Despite the promises of AI, obstacles remain regarding its full integration into the energy sector. Issues of data access and quality, the need for suitable digital infrastructure, as well as regulatory barriers, hinder its adoption. Cybersecurity presents a dual challenge, as it enhances defense capabilities while providing attackers with sophisticated tools. Cyberattacks targeting utilities have quadrupled in four years.

Challenges also arise at the supply chain level, particularly for critical minerals like gallium, crucial in the design of advanced components. The concentration of supply requires heightened vigilance, especially in a globally strained market.

Intersectoral collaboration as a pathway to the future

The IEA concludes on the need for deep dialogue and collaboration between the technology and energy sectors.
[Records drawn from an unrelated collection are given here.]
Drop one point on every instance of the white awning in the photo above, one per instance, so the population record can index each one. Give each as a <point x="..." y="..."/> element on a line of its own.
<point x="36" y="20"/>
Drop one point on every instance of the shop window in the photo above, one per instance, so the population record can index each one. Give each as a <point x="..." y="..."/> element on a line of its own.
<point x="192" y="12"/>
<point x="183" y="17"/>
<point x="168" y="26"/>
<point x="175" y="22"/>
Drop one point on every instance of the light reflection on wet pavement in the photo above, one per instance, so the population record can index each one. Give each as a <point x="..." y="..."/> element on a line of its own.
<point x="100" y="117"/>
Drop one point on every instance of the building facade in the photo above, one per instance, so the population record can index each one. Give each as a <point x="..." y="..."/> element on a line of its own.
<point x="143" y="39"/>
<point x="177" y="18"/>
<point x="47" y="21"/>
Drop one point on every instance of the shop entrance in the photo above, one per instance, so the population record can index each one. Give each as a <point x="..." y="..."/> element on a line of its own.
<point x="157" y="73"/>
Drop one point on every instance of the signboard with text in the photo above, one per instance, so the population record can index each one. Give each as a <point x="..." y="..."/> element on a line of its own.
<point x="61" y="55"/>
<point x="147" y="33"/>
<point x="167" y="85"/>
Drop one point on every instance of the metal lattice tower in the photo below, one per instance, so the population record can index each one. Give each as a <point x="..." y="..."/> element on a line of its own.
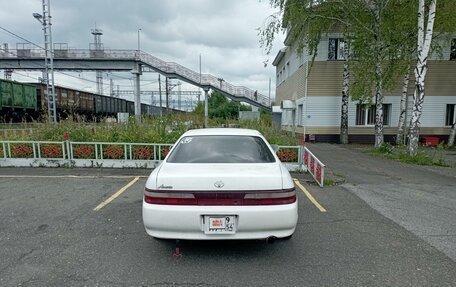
<point x="98" y="46"/>
<point x="45" y="20"/>
<point x="8" y="72"/>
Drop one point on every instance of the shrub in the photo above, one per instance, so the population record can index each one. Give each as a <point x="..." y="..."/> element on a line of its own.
<point x="51" y="151"/>
<point x="84" y="151"/>
<point x="113" y="152"/>
<point x="288" y="155"/>
<point x="21" y="151"/>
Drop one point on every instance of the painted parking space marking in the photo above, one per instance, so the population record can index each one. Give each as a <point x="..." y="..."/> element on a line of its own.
<point x="309" y="196"/>
<point x="115" y="195"/>
<point x="71" y="176"/>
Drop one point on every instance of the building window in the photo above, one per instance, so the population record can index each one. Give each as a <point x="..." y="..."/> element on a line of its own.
<point x="336" y="49"/>
<point x="453" y="50"/>
<point x="365" y="115"/>
<point x="450" y="118"/>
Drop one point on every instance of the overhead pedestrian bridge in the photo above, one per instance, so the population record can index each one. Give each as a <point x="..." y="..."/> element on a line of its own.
<point x="134" y="61"/>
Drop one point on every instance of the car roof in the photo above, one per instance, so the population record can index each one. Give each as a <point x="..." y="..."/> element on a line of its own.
<point x="222" y="131"/>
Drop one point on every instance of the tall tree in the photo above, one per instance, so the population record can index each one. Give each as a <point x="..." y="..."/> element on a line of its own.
<point x="371" y="25"/>
<point x="424" y="47"/>
<point x="403" y="108"/>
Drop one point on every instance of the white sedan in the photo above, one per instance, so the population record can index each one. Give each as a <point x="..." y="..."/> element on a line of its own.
<point x="220" y="184"/>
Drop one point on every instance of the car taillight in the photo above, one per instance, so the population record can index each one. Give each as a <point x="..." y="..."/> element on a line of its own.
<point x="274" y="197"/>
<point x="270" y="198"/>
<point x="169" y="198"/>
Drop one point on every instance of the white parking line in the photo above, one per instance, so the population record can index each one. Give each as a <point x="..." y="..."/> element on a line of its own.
<point x="115" y="195"/>
<point x="70" y="176"/>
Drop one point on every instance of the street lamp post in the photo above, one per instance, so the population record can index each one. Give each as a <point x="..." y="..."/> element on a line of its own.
<point x="139" y="40"/>
<point x="45" y="20"/>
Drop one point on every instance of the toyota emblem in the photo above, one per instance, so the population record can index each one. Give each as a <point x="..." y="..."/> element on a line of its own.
<point x="219" y="184"/>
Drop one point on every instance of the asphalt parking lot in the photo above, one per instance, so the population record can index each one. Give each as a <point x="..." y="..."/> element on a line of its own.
<point x="51" y="236"/>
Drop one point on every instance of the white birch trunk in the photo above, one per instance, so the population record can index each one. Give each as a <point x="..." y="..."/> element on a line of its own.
<point x="379" y="140"/>
<point x="452" y="135"/>
<point x="345" y="95"/>
<point x="403" y="109"/>
<point x="424" y="45"/>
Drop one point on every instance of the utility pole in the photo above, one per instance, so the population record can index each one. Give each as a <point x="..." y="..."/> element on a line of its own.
<point x="159" y="89"/>
<point x="45" y="20"/>
<point x="98" y="47"/>
<point x="167" y="93"/>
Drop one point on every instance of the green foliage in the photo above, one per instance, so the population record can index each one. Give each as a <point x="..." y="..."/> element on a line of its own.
<point x="426" y="156"/>
<point x="384" y="149"/>
<point x="166" y="129"/>
<point x="220" y="108"/>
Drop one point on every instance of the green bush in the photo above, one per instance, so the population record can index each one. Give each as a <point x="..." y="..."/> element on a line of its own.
<point x="166" y="129"/>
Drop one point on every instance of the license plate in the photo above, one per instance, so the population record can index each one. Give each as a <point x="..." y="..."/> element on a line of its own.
<point x="220" y="224"/>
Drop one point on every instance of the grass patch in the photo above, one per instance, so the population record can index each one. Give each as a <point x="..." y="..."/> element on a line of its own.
<point x="328" y="182"/>
<point x="166" y="129"/>
<point x="425" y="155"/>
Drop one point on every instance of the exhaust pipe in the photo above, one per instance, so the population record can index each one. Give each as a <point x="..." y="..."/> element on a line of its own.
<point x="271" y="239"/>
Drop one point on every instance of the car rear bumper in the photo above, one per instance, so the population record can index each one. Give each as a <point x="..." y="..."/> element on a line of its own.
<point x="252" y="222"/>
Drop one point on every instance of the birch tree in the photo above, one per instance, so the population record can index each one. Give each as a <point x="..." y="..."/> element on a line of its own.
<point x="403" y="108"/>
<point x="452" y="135"/>
<point x="424" y="46"/>
<point x="369" y="24"/>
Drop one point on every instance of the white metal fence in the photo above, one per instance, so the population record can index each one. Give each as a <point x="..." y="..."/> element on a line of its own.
<point x="314" y="166"/>
<point x="125" y="155"/>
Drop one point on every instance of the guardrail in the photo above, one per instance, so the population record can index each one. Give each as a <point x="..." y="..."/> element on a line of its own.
<point x="314" y="166"/>
<point x="104" y="154"/>
<point x="82" y="154"/>
<point x="121" y="155"/>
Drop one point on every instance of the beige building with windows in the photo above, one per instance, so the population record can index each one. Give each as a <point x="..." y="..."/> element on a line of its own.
<point x="317" y="99"/>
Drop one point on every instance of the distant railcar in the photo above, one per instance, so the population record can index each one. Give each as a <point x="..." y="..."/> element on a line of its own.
<point x="15" y="95"/>
<point x="28" y="101"/>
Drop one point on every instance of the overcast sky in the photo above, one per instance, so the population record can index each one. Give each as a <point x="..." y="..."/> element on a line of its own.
<point x="223" y="32"/>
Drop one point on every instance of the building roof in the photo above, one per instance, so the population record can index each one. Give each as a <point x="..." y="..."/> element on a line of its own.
<point x="279" y="56"/>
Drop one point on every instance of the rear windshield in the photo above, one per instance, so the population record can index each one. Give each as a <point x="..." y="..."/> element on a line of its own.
<point x="221" y="149"/>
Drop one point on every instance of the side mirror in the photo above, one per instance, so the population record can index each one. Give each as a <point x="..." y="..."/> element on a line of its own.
<point x="275" y="147"/>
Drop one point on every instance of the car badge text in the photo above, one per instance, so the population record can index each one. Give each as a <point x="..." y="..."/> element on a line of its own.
<point x="219" y="184"/>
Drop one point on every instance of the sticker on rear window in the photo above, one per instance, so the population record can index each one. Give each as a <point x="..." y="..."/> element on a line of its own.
<point x="186" y="140"/>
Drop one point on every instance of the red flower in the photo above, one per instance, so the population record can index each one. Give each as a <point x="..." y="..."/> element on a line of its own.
<point x="114" y="152"/>
<point x="51" y="151"/>
<point x="143" y="153"/>
<point x="84" y="151"/>
<point x="288" y="155"/>
<point x="22" y="151"/>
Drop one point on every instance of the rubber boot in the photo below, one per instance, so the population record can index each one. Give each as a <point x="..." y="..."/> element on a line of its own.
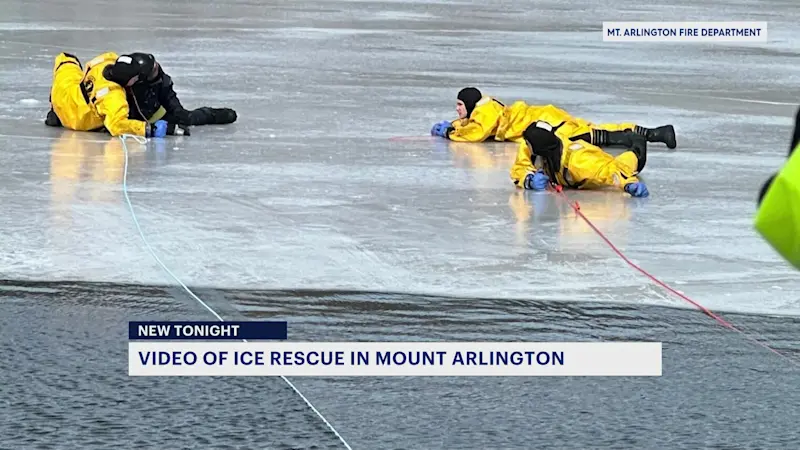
<point x="52" y="119"/>
<point x="212" y="116"/>
<point x="627" y="139"/>
<point x="664" y="134"/>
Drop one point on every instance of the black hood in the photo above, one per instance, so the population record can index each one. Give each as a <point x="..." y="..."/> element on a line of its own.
<point x="133" y="68"/>
<point x="470" y="96"/>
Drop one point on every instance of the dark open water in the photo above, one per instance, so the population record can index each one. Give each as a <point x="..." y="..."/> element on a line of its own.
<point x="65" y="384"/>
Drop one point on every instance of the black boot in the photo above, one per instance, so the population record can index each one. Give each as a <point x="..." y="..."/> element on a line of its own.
<point x="665" y="134"/>
<point x="212" y="116"/>
<point x="627" y="139"/>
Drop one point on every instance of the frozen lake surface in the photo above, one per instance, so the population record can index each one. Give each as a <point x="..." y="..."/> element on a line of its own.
<point x="328" y="181"/>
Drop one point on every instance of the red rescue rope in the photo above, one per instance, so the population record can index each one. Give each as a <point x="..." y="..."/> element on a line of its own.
<point x="575" y="206"/>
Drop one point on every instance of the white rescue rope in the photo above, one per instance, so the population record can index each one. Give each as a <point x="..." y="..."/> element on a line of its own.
<point x="143" y="140"/>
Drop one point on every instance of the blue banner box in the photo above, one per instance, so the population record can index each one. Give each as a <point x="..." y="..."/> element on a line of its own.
<point x="207" y="331"/>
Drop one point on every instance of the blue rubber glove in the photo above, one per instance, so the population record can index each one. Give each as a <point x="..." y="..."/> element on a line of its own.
<point x="158" y="129"/>
<point x="440" y="129"/>
<point x="537" y="181"/>
<point x="637" y="189"/>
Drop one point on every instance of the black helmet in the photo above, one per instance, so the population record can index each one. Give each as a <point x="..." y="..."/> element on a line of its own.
<point x="134" y="68"/>
<point x="543" y="142"/>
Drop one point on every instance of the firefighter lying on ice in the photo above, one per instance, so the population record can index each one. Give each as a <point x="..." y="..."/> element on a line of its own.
<point x="127" y="94"/>
<point x="574" y="164"/>
<point x="778" y="215"/>
<point x="483" y="117"/>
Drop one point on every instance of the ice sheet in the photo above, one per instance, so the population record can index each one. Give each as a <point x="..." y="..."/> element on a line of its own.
<point x="307" y="190"/>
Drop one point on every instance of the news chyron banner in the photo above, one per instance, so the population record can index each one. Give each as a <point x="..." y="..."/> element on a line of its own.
<point x="258" y="348"/>
<point x="707" y="32"/>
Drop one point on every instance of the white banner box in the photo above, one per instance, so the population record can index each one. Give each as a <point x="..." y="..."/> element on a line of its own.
<point x="685" y="32"/>
<point x="394" y="359"/>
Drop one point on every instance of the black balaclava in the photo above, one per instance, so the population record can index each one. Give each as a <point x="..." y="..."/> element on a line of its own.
<point x="544" y="143"/>
<point x="470" y="96"/>
<point x="133" y="68"/>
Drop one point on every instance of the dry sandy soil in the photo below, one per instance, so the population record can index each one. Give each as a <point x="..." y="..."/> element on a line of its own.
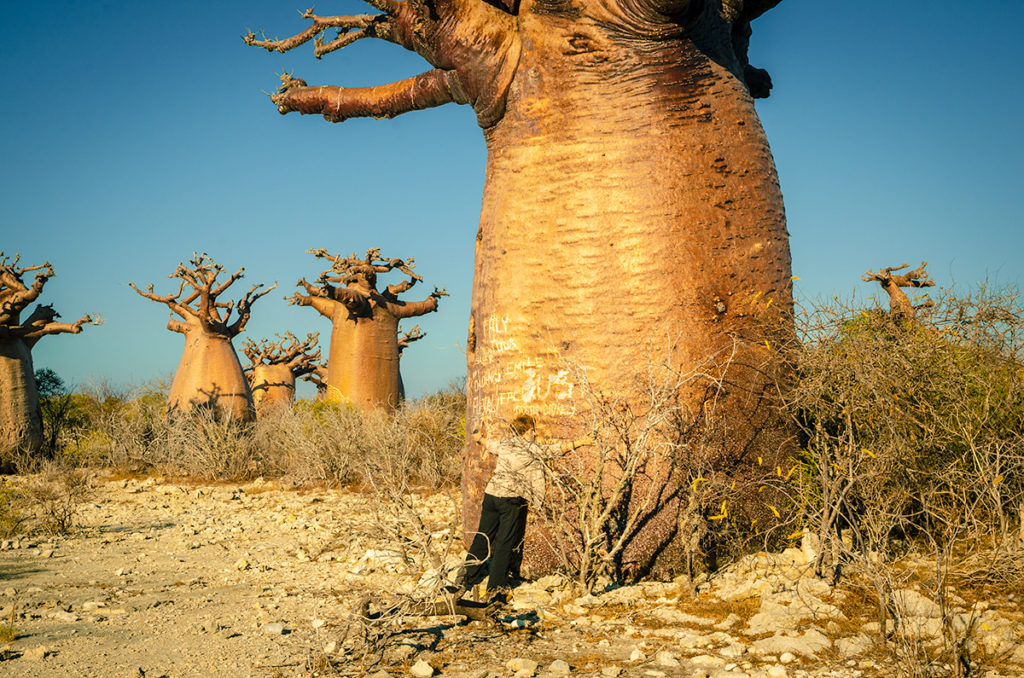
<point x="159" y="579"/>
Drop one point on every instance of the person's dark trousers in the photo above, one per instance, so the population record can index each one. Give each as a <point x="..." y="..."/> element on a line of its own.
<point x="503" y="523"/>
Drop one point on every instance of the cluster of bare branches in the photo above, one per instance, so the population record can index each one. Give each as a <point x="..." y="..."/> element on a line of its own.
<point x="352" y="282"/>
<point x="15" y="296"/>
<point x="200" y="305"/>
<point x="652" y="463"/>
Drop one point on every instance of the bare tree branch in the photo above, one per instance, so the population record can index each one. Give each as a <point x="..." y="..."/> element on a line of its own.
<point x="426" y="90"/>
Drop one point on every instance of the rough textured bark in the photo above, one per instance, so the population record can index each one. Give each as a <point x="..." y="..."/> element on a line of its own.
<point x="404" y="339"/>
<point x="20" y="424"/>
<point x="273" y="367"/>
<point x="363" y="362"/>
<point x="209" y="374"/>
<point x="631" y="201"/>
<point x="900" y="307"/>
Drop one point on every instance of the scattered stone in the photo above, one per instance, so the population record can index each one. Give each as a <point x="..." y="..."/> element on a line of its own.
<point x="559" y="668"/>
<point x="422" y="669"/>
<point x="521" y="664"/>
<point x="912" y="603"/>
<point x="809" y="643"/>
<point x="854" y="645"/>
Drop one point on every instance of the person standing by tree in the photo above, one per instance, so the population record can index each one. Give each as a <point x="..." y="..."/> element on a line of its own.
<point x="516" y="483"/>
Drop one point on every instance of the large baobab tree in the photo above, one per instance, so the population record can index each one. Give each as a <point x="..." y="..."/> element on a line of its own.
<point x="363" y="363"/>
<point x="404" y="339"/>
<point x="631" y="201"/>
<point x="20" y="423"/>
<point x="273" y="367"/>
<point x="209" y="374"/>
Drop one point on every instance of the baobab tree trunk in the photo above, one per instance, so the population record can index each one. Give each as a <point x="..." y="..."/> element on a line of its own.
<point x="625" y="210"/>
<point x="631" y="210"/>
<point x="209" y="375"/>
<point x="363" y="366"/>
<point x="20" y="422"/>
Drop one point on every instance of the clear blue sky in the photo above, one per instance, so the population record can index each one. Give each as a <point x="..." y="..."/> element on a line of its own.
<point x="134" y="133"/>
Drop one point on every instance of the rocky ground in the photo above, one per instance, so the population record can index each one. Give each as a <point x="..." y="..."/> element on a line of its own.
<point x="160" y="579"/>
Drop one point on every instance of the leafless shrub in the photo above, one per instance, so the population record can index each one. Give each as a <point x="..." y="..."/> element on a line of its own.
<point x="653" y="454"/>
<point x="912" y="436"/>
<point x="55" y="496"/>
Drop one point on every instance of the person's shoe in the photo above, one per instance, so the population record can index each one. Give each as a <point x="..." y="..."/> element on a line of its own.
<point x="502" y="596"/>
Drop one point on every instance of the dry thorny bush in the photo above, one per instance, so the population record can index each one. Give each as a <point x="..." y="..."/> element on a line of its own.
<point x="912" y="440"/>
<point x="653" y="453"/>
Intelligent integration of infrastructures and optimization of data center sites are indispensable. All this requires operational flexibility and simplification of permitting processes. AI represents a powerful tool for achieving significant emissions savings by optimizing energy systems, but these benefits are not guaranteed.

The way AI will be utilized will depend on the choices made by its users, whether they are companies, governments, or communities. The IEA is committed to providing analyses and data to help define the trajectory of a sustainable energy future.

To delve deeper into the issues of AI in the energy sector, check out this article on the new thresholds of informational pollution related to artificial intelligence.

Frequently asked questions about the IEA: opportunities and challenges of artificial intelligence for the global energy sector

What are the main impacts of artificial intelligence on energy consumption in the global sector?
Artificial intelligence is considered the main driver of increased energy consumption in the sector. According to the IEA, the electricity consumption of data centers powered by AI could exceed 945 TWh by 2030, representing a significant share of global electricity demand.

How do data centers influence electricity demand related to AI?
Data centers consume an incredible amount of electricity, equivalent to the consumption of 100,000 households for a typical center. With the continuous rise in investments in these infrastructures, their energy consumption has been growing at a rate of 12% per year since 2017, far surpassing the general growth in electricity demand.

How can AI optimize existing energy systems?
AI can significantly improve the efficiency of electrical grids by optimizing grid management, reducing downtime through quicker fault detection, and enhancing forecasts for variable renewable energies, thus allowing better integration of renewable energy sources.

What challenges does AI face to fully integrate into the energy sector?
The main challenges include issues of data access and quality, inadequate digital infrastructure, restrictive regulations, and cybersecurity concerns, making it difficult to fully leverage AI’s potential in the energy sector.

What roles do renewable energies and natural gas play in responding to the energy growth driven by AI?
The IEA indicates that renewable energies and natural gas will be essential in meeting the growing electricity demand from data centers, with renewables expected to provide nearly 50% of the increase in demand by 2035.

What innovations could AI bring to the development of energy technologies?
AI has the potential to accelerate the discovery of new energy technologies such as advanced batteries, catalysts for synthetic fuels, and materials for carbon capture, but its use in energy innovation is still under-exploited compared to other sectors like biomedicine.

What are the potential cybersecurity risks in the energy sector caused by AI?
While AI can enhance defenses against cyber threats, it can also provide attackers with advanced cyberattack tools. The number of attacks targeting utilities has tripled over the past four years, raising serious concerns for the security of energy infrastructures.

How are countries like the United States and Japan affected by the growth of energy demand related to AI?
The United States, in particular, is expected to see a marked increase in electricity demand, with data centers representing nearly half of the growth in demand by 2030. In Japan, this could account for more than half of the country’s total electricity demand.